Introduction
The issue of scientific knowledge openness is urgent worldwide, but for Russia it is particularly crucial for two reasons: open access policy is still not accepted by government and the most cited academic journals are poorly accessible. Solution for this issue is proposed by means of the gold-oriented method which is implemented in the project of open access repository called as CyberLeninka. It is designed in order to improve scholarly communication, promote science and research activities, control research papers quality and increase citation/download rates of journals in Russia and CIS.
Problem
The Budapest Open Access Initiative proposes two ways to meet the goal of open access: green and gold. First approach of self-archiving (green) is not widely used in Russia and CIS: there are no subject-specific repositories for key areas of science and just minority of authors publish their papers in institutional repositories. Second approach of OA journals (gold) is not popular as well: the number of OA journals is insignificant and most of them are not popular among scientists.
Methods
We propose gold-oriented method which assumes placing scientific papers of traditional academic journals in open access and under open licenses (Creative Commons) and ensuring their visibility on the Internet. The method is implemented in open access repository called as CyberLeninka.

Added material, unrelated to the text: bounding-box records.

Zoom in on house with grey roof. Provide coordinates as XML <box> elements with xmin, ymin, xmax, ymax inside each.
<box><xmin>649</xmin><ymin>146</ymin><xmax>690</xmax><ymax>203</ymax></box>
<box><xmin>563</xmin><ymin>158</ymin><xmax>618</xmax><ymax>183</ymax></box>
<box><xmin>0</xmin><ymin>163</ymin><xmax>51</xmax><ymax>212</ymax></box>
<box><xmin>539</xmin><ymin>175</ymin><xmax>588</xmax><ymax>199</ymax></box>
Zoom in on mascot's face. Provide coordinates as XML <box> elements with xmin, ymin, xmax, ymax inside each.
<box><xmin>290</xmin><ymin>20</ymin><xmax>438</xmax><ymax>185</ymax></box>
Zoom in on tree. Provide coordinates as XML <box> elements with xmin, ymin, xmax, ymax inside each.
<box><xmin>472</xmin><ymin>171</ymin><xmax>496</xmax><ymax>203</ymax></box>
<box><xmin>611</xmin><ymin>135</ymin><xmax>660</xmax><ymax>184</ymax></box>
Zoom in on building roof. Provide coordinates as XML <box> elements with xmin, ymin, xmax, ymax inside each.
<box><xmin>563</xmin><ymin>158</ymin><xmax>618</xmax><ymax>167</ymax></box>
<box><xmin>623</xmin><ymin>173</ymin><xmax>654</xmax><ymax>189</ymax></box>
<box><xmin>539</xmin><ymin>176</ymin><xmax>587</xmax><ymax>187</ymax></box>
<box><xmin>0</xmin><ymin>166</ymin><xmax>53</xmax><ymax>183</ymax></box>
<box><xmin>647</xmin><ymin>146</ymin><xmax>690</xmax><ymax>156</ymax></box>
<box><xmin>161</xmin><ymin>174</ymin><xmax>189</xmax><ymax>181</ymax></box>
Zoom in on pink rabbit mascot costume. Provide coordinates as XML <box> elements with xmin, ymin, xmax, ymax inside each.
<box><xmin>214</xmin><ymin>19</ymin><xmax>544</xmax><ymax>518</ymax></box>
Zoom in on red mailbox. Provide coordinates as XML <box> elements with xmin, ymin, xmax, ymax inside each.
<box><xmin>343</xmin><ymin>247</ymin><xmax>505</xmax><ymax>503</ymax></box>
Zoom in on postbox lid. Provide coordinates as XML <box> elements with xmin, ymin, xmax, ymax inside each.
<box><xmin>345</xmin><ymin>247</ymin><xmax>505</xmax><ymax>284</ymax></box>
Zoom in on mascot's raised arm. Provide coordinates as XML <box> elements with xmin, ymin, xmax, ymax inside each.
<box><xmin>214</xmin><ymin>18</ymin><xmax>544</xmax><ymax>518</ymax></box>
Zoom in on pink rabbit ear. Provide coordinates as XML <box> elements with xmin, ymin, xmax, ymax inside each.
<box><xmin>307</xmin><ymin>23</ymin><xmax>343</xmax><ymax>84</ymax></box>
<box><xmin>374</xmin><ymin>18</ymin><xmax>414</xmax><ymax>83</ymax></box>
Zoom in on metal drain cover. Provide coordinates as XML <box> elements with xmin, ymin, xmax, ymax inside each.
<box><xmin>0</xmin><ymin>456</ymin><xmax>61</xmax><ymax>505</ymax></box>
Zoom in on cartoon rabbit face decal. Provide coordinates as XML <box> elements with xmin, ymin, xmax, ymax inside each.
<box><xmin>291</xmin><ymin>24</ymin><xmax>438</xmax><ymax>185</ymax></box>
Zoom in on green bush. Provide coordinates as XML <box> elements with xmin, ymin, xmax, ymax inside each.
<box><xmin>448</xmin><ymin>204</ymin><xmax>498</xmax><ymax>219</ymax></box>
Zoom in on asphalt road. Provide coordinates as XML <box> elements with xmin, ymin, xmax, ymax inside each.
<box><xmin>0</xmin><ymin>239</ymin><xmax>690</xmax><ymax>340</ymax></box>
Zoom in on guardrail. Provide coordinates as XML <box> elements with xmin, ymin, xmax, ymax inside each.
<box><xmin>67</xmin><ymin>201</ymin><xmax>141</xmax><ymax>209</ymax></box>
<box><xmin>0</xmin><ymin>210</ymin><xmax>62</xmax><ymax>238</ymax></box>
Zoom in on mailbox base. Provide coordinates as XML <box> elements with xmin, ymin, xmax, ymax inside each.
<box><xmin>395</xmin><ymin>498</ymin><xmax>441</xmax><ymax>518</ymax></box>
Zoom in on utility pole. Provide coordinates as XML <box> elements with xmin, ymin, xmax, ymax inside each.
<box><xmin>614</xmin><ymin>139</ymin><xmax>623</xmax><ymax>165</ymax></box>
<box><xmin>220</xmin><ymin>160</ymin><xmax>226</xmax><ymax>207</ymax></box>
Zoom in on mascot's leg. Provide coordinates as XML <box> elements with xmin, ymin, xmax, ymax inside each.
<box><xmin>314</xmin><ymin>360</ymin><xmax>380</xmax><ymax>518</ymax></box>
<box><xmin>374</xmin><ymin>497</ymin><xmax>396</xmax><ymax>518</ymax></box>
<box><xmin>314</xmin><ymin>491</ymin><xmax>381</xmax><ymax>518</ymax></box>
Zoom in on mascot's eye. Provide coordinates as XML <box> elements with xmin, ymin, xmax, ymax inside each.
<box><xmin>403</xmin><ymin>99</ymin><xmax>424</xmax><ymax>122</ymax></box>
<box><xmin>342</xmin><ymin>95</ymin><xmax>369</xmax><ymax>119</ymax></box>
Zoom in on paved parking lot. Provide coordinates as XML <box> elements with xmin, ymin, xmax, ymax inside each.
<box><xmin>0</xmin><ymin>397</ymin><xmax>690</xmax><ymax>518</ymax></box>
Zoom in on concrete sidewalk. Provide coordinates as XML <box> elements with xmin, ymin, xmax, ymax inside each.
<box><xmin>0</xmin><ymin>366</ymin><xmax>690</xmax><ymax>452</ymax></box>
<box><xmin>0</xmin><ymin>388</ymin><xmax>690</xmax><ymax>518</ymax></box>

These are key features of this project:
- Open Access — dissemination of knowledge by open access model (papers are available under Creative Commons Attribution license)
- Open Data — export scientific data via OAI-PMH, Highwire Press and Eprints tags to other services
- Open discussion — public discussion of scientific papers
- Mobile oriented — access to scientific papers on popular mobile devices
Results
- CyberLeninka has entered the list of world’s top research-oriented repositories (on 41st place) and it is the fourth in the world by visibility of materials in Google Scholar (according to Webometrics, section “Ranking Web of Repositories”)
- CyberLeninka has entered the project list of Creative Commons projects (section “Science”). About 70% of journals are placed in CyberLeninka under Creative Commons Attribution license
- CyberLeninka was awarded Runet Award 2014, Wiki Award 2015 and VKontakte Award 2014
- CyberLeninka contains about 600 Russian and CIS scientific journals and more than 500,000 research papers in all areas of science over the last few years
- CyberLeninka’s web site is visited by more than 140,000 people per day (about 2,5 million unique visitors per month), more than 350 000 registered users and more than 80 000 subscribers in Facebook, Vkontakte and Twitter, that demonstrates the great interest to Russian scientific journals
- CyberLeninka exports the metadata of scientific papers to the open repositories as OCLC WorldCat, ROAR, BASE, OpenAIRE, RePEc, Socionet, etc. via OAI-PMH protocol
- There are more than 5,000 active users of CyberLeninka mobile applications for iOS and Android platforms which were awarded by Apps4Russia and API Challenge Prizes in 2013
Conclusion
Currently CyberLeninka is a part of Russian research e-infrastructure and contains raw data about the following objects: authors, organizations, journals, papers, references, views/downloads and relationships between them. This data is enough to organize a open access repository of research papers and gather target audience, including scientists, researchers, PhD students, etc.
The next step is to refine and enrich this data through interacting with authors and scientific organizations, academic publishers, universities, etc. and collect additional data. Based on this data we plan to build new high-level services and provide special features for scientists to connect, collaborate and work together.